Öğretmenlik ve gelecek inşası

'Herkes işe gider, öğretmenler derse..'  güzel bir söz. Diyeceksiniz ki derse gitmek iş değil mi?       

İştir ama tüm öteki işlerden farklıdır.

Nedir farkı?

Şudur:

Sağlıkçı, sağlık üretir.

Hukukçu, adalet üretir.

Kaymakam, yönetsel kararlar üretir.

Fırıncı ekmek, sanayici madde üretir.

Lakin sadece bir tek meslek aynı anda pek çok şey üretir ki, işte o öğretmenliktir.

Öğretmen, yukarıda sayılanların hepsini üretmenin yanında her bir öğrenciye; bilgi, beceri, alışkanlık ve tutum kazandırır.

Bilişsel, duyuşsal psikomotor davranış kazandırır.

Bitmedi.

Ana-babalık, sırdaşlık, arkadaşlık, liderlik, örnek olma rolleriyle de öğrencilerinin her zaman yanındadır.

Mesela hiç bir meslek sahibi, aldığı maaşından yaptığı iş için harcama yapmaz.

Öğretmenler hariç.

Onlar yeri geldiğinde tebeşir alır, yeri geldiğinde kalemi olmayan öğrencisine kalem alır. Bunu yapmak zorunda değildir ama yapar. Aç bir çocuğun arkadaşları arasıda mahçup olmasına gönlü razı gelmez.

Anası- babası olmayan, yahut ayrılmış, kendini yanlız ve kimsesiz hisseden bir çocuğun kırık kalbini ilk defa o sahiplenir.

Öğretmen dışında kimse, bir başkasının sümüğünü silmez.

Ama o siler.

İşte bu ve daha pek çok sebep yüzünden öğretmen işe gitmez; derse gider.

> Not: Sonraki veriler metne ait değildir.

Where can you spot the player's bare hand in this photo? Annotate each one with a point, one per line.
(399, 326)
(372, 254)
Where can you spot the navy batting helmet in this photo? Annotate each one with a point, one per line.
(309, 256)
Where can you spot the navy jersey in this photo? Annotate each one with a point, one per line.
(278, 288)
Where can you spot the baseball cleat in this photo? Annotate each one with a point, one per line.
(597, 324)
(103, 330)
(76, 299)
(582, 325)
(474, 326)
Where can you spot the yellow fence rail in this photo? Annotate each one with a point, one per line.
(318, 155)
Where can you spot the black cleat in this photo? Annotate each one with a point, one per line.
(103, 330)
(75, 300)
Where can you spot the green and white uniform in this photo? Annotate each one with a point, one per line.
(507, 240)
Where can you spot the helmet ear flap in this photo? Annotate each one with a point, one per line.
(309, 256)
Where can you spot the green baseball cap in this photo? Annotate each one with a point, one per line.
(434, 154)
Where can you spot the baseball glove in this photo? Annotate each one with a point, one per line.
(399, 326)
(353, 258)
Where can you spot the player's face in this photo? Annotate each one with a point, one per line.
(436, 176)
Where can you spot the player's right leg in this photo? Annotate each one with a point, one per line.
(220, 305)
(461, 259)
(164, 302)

Eskiden öğretmenlik, bilgisi, kültürü olan herkesin yapacağı iş olarak düşünülmekteydi. Bu durum, onun bir meslek olarak görülmesini engelliyordu. Çünkü herkesin yaptığı iş meslek değildir.

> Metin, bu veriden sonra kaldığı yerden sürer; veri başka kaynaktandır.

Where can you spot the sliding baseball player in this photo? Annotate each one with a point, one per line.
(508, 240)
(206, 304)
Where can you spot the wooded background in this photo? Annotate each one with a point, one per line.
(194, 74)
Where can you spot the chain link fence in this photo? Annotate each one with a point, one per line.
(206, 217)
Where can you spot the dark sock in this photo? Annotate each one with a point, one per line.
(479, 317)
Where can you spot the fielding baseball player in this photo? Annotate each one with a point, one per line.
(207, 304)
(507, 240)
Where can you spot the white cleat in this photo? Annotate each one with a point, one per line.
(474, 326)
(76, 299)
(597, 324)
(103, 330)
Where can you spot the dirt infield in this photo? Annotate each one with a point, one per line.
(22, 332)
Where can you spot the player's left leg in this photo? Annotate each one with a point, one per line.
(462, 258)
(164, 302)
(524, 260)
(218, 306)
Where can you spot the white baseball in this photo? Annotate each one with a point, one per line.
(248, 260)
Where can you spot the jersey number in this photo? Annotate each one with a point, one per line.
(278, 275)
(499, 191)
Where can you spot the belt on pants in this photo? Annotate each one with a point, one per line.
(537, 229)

Öğretmenliğin meslsklekleşmesi, Osmanlı yönetiminin Avrupa'ya öğrenci göndermesi sonrasında Batı tarzı okulların açılmasıyla başladı. 16 Mart 1848 de Darülmualimin açıldı. Milli Eğitim Bakanlığı kurulmadan 8 yıl önce açıldı. Amacı askeri okallara öğrenci yetiştirecek Rüştiyelere (ortaokullara) öğretmen yetiştirmekti.

Öğretmenliğin meslekleşmesi çabası epey tartışmalara sebep oldu. Bir kısım gelenekçiler ve  muhafazakârlar, öğretmenilği (muallimlik) geleneksel çizgide tutmak istemekteydi. Lakin dünya değişiyor, bilim ilerliyor, toplumsal büyük dönüşümler yaşanıyordu.

İpdidai, Sultani diye liseler ve öğretmen yetişirme kurumları, Darülmuallimat adıyla kız ilköğretmen okulu açıldı.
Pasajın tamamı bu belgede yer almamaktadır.